Subversion sucks, get over it

The defacto standard for open source version control systems has been Subversion for the last several years. While CVS is still in use some places, Subversion is miles ahead. While Subversion has served many people well, it has some failings that make it inappropriate for several project classes. The most important of these are open source projects. This post is going to look at why Subversion sucks for open source projects. I'll look at how these arguments also apply to internal business source code management in a future post.

The primary problem with Subversion is the centralized repository. This manifests itself in several ways. Firstly, you must have operations level access to create a new project repository. Secondly, you must have commit access to touch the history of a project. Thirdly, developers are dependent on the project infrastructure to contribute. There are probably more, but today I'll talk about these.

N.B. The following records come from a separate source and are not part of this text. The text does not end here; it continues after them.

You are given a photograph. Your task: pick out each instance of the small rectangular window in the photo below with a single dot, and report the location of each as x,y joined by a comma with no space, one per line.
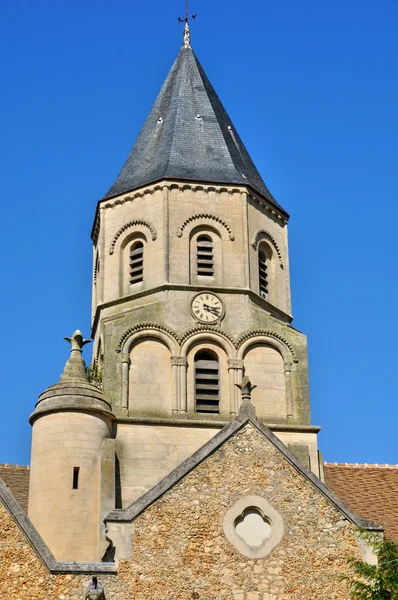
204,256
76,477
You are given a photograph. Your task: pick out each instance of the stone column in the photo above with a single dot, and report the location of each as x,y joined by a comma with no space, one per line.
174,379
183,384
179,381
125,381
235,370
288,383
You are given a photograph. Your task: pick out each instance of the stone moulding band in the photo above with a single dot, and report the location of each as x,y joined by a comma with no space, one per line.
263,234
206,216
214,331
129,225
180,339
266,332
141,327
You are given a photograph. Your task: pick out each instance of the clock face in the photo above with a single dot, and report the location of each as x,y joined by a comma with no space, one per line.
207,307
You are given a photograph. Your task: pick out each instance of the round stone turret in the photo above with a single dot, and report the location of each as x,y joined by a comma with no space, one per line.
72,429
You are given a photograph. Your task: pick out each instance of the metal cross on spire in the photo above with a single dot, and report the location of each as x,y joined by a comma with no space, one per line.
185,20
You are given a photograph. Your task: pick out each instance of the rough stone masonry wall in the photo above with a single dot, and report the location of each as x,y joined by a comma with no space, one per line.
179,548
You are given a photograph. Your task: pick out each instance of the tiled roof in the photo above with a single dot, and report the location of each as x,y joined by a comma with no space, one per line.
17,478
189,136
369,490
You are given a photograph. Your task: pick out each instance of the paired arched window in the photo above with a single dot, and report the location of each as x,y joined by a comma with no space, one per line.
136,262
204,256
263,271
207,382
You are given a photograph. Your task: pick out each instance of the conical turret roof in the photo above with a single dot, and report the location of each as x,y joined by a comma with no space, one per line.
189,136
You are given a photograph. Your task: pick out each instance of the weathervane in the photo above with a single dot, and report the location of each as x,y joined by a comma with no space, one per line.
186,27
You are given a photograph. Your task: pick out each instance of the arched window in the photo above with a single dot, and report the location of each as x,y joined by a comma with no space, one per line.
207,382
136,262
204,256
263,272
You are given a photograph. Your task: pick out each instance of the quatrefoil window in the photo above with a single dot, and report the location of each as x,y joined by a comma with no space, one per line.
253,526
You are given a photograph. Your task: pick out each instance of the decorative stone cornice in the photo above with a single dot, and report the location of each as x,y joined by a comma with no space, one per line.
268,333
142,326
205,329
96,229
207,216
281,218
263,234
129,225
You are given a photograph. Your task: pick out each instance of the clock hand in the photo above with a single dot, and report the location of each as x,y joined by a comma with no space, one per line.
211,309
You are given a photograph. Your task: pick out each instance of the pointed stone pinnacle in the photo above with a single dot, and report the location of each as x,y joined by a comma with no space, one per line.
187,36
75,368
246,388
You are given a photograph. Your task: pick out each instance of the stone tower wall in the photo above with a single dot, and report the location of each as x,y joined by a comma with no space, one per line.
67,518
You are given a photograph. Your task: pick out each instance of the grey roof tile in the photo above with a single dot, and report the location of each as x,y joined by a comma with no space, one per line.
189,136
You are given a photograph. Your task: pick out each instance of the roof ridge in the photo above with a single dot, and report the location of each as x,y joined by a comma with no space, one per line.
137,507
361,465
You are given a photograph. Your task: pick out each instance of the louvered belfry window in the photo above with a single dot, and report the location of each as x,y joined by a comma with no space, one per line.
204,256
263,273
136,262
207,382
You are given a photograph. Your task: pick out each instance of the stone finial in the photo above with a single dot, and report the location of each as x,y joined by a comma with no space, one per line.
75,367
246,389
187,36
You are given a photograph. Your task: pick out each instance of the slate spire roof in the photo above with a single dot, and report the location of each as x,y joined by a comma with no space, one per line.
189,136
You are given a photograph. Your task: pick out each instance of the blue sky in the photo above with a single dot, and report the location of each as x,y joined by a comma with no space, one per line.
312,89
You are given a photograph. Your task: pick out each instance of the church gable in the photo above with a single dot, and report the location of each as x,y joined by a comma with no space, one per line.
184,538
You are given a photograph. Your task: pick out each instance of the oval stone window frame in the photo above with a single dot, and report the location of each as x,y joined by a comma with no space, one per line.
270,515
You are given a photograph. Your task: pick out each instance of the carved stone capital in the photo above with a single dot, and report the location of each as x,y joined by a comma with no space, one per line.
125,358
234,363
179,361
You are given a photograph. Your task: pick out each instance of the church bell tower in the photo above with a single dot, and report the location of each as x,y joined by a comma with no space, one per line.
191,289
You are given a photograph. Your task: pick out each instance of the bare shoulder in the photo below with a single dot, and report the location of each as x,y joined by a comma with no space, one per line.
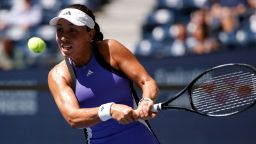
59,73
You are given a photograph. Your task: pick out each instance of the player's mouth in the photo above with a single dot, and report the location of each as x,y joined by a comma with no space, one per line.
66,47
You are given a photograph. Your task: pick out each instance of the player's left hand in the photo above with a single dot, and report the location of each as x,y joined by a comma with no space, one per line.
144,110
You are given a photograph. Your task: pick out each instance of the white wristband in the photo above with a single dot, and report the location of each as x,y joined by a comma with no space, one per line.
104,111
145,99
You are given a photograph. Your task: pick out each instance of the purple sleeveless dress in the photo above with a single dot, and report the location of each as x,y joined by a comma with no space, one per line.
96,85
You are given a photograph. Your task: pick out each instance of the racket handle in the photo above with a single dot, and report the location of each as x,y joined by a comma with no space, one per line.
156,107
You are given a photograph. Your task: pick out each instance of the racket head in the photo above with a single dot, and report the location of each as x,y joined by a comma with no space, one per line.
223,90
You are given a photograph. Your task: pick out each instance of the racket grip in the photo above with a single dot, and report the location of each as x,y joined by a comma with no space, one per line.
156,107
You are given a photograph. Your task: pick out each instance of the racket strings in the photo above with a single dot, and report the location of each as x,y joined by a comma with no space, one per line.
200,97
225,97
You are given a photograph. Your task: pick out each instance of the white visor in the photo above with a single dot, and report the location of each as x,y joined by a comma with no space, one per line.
74,16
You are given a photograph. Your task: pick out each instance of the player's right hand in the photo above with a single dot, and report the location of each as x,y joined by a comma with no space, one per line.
123,114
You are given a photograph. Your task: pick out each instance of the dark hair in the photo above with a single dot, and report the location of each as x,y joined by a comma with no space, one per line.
98,34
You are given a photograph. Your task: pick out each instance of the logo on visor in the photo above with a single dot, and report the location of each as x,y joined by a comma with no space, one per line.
67,13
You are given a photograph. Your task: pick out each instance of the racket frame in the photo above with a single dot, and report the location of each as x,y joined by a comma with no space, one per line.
164,105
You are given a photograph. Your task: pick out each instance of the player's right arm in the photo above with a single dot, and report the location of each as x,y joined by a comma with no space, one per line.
59,82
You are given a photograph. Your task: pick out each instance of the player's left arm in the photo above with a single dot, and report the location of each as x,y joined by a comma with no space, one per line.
122,59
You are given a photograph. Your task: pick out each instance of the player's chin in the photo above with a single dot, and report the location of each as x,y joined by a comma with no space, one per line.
66,52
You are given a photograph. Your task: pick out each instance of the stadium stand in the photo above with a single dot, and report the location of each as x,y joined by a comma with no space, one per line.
14,38
228,23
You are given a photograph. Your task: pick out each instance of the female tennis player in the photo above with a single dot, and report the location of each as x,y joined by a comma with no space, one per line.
102,102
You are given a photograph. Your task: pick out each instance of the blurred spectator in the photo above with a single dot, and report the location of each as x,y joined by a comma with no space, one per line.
22,16
200,42
179,45
16,25
6,55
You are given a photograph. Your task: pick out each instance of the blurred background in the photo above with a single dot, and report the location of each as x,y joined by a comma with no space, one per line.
174,39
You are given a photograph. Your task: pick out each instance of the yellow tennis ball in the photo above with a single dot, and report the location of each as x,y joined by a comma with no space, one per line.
36,45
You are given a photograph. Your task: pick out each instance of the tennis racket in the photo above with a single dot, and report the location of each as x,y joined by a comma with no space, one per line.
219,91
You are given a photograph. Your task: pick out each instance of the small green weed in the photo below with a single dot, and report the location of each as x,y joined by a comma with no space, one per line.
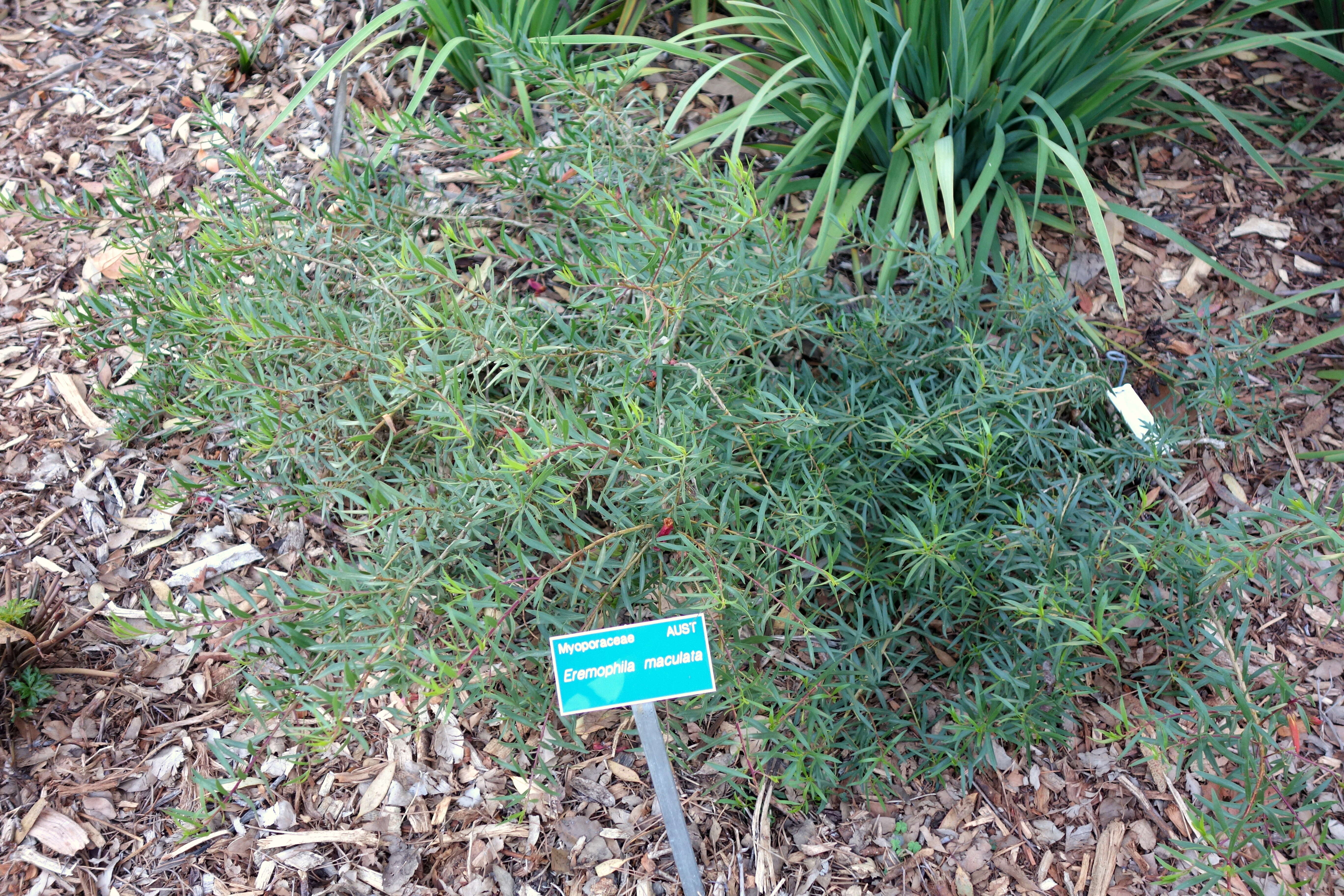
17,610
31,687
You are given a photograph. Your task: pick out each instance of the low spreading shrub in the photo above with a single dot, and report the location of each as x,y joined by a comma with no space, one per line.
920,534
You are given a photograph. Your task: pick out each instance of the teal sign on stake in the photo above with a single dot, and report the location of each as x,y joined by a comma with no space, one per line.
632,664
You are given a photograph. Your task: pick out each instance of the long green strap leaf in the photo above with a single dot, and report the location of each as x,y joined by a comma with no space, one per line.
349,48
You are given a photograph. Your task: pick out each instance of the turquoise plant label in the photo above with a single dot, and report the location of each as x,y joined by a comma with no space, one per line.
632,664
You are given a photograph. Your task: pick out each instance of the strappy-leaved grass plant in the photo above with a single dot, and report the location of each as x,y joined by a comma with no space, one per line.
962,109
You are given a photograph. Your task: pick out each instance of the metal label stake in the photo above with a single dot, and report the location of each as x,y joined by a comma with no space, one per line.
670,801
634,667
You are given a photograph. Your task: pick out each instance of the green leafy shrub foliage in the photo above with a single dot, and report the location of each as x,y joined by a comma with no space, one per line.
908,514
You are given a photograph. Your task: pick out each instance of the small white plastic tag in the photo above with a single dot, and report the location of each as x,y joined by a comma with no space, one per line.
1132,407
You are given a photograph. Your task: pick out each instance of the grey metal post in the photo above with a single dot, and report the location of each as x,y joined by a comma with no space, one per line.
670,801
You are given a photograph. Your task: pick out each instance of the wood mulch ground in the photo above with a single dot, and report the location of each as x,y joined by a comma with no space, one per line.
91,778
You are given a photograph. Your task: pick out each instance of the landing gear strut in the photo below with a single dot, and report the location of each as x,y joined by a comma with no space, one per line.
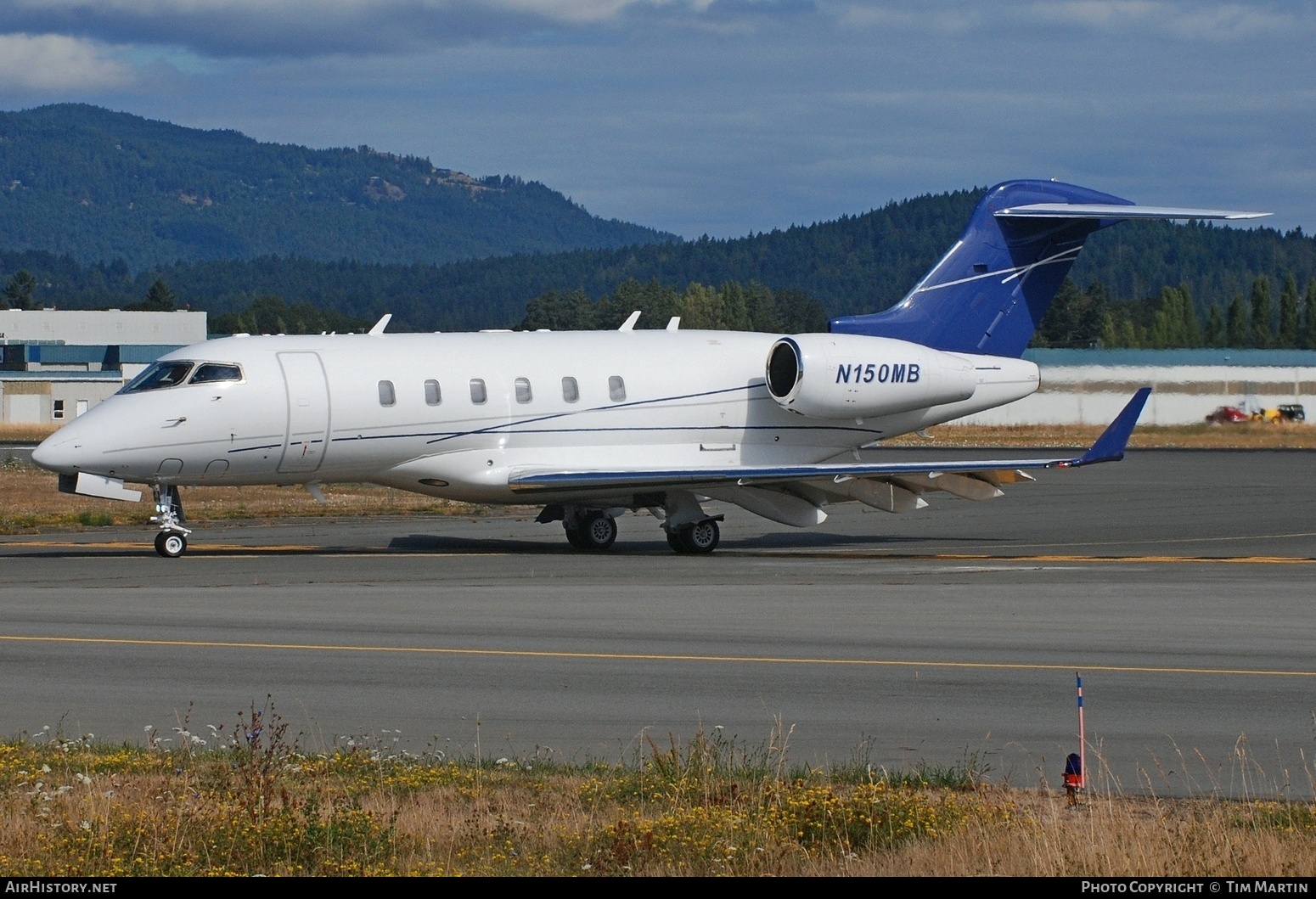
172,542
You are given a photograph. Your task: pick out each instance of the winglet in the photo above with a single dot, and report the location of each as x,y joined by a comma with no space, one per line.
1110,445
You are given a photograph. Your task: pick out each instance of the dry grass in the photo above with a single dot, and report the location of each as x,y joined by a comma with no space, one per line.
244,801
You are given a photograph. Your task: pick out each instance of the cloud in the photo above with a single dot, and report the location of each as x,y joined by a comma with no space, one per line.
307,28
55,62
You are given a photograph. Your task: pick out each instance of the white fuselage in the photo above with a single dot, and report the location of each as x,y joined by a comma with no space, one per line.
456,415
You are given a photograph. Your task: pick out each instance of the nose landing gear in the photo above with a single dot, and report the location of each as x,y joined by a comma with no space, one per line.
172,542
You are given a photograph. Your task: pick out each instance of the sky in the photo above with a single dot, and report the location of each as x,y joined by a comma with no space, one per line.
724,117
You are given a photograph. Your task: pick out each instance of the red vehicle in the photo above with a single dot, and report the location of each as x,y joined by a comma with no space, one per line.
1227,415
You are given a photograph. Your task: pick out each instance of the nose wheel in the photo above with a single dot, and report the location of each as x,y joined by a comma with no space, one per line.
170,544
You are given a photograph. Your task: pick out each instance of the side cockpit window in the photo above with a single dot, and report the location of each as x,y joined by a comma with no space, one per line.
158,377
213,373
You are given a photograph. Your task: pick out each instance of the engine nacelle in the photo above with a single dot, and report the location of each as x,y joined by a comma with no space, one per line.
856,377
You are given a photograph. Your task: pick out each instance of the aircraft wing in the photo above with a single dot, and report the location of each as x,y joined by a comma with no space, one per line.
794,494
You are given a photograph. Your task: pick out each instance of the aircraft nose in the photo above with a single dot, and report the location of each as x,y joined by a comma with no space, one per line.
61,452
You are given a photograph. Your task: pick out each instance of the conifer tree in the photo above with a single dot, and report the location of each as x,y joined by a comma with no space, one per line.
1263,330
1289,313
1236,328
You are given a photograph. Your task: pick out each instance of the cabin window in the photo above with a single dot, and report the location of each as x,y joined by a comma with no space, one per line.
211,373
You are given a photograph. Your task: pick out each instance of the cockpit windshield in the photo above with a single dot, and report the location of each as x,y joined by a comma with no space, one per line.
158,377
172,374
213,373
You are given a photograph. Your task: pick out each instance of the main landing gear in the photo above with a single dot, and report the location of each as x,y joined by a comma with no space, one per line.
172,542
593,531
689,528
699,537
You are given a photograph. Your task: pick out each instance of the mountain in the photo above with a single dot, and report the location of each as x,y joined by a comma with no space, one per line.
98,186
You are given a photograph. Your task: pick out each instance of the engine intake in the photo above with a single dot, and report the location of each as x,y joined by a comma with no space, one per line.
856,377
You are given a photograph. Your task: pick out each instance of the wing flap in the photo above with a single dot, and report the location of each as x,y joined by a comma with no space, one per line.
796,494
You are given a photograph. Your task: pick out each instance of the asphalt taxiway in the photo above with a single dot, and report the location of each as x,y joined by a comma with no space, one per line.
1179,583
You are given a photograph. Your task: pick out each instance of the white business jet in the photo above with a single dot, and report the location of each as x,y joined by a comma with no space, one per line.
590,424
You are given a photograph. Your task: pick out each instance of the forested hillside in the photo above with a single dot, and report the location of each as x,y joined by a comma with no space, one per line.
100,186
1134,284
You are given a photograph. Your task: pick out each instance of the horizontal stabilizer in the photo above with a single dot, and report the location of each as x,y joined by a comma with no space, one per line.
1117,211
987,295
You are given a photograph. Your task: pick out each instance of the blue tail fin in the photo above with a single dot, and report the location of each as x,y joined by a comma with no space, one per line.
991,289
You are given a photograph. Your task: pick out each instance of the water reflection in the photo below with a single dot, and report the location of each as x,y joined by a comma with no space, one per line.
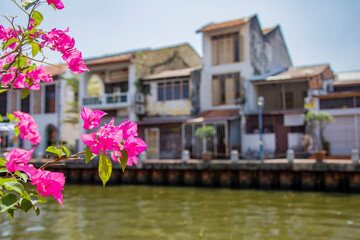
138,212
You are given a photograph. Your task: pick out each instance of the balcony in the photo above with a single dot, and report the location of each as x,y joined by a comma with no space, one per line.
106,100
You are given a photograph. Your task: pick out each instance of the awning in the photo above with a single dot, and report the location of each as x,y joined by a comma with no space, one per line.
6,127
216,115
155,121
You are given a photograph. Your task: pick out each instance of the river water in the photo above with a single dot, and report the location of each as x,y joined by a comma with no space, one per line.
144,212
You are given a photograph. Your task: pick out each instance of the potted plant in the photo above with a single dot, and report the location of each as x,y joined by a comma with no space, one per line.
206,133
316,122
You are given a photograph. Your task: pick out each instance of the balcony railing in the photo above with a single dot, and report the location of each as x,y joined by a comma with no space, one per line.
117,99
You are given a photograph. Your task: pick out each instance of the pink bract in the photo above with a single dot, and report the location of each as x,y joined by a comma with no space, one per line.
91,118
28,128
49,183
57,3
129,128
17,158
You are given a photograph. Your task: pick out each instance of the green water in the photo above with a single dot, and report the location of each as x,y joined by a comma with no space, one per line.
142,212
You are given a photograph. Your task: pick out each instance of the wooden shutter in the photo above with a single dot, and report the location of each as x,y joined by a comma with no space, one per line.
242,48
37,100
216,92
14,98
229,89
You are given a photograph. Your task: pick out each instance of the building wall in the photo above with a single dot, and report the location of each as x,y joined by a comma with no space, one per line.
250,145
168,58
244,66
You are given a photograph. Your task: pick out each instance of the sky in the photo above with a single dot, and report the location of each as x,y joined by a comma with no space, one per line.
315,31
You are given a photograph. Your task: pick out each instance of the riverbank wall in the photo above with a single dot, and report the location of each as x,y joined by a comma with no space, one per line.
301,175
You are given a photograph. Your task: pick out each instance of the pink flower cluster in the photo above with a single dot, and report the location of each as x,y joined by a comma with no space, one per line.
47,183
57,3
30,80
63,43
7,34
28,128
111,137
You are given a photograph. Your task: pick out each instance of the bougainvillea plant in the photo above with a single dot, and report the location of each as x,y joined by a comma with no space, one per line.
22,56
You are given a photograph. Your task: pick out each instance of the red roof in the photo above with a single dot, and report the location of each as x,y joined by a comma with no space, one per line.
109,60
220,114
267,30
231,23
55,70
299,72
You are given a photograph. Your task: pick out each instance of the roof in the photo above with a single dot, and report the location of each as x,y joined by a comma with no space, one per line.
297,73
55,70
220,114
214,26
184,72
162,120
109,59
347,78
267,30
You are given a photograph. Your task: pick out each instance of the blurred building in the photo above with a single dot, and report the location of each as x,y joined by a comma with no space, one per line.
150,86
343,102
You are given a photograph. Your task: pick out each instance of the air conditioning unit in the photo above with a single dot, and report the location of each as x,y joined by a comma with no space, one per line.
140,109
139,97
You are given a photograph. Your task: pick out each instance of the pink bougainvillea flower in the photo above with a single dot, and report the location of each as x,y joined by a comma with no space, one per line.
57,3
49,183
91,141
91,118
75,62
110,136
133,147
129,128
17,158
28,128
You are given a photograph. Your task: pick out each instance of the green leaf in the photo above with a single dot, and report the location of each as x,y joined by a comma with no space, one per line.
17,131
23,176
11,214
88,155
8,201
124,160
41,199
54,150
36,210
28,3
105,168
66,151
25,93
25,204
37,18
11,117
15,186
9,42
34,49
6,180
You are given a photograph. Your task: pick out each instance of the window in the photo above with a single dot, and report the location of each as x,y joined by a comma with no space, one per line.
225,48
3,101
50,99
226,88
120,87
333,103
289,100
173,90
25,104
160,92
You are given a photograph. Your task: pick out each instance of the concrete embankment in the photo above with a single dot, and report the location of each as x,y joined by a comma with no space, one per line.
307,175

Creating new Subversion project repositories

Creating a new Subversion repository requires access to the svn-admin command on the box running a project's subversion repositories. This means access (possibly indirect) to a shell account. This raises the bar quite high to be able to create new repositories. This might not seem like a big deal. There's even an ugly hack pattern to work around it. Instead of creating new repositories, organizations put everything in the same Subversion repository. An example of this anti-pattern can be seen in the ASF Subversion repository. This is plain bad design. Navigating through these massive repositories is a pain, dealing with commit access becomes a much more vast security issue and the structure of the trunk/tags/branches pattern is broken.

Touching project history

Touching project history might seem like a holy right that should be reserved vetted people, but this is wrong. Users, not project leads, are the final deciders of code value. Political differences in a project should not impact what code is finally distributed. Maintaining patches out of tree violates the fundamental premise of source code management systems; That source code management should be automated, and not done by hand. Source code management systems that encourage out of tree maintainers to abandon source code management are therefore very problematic.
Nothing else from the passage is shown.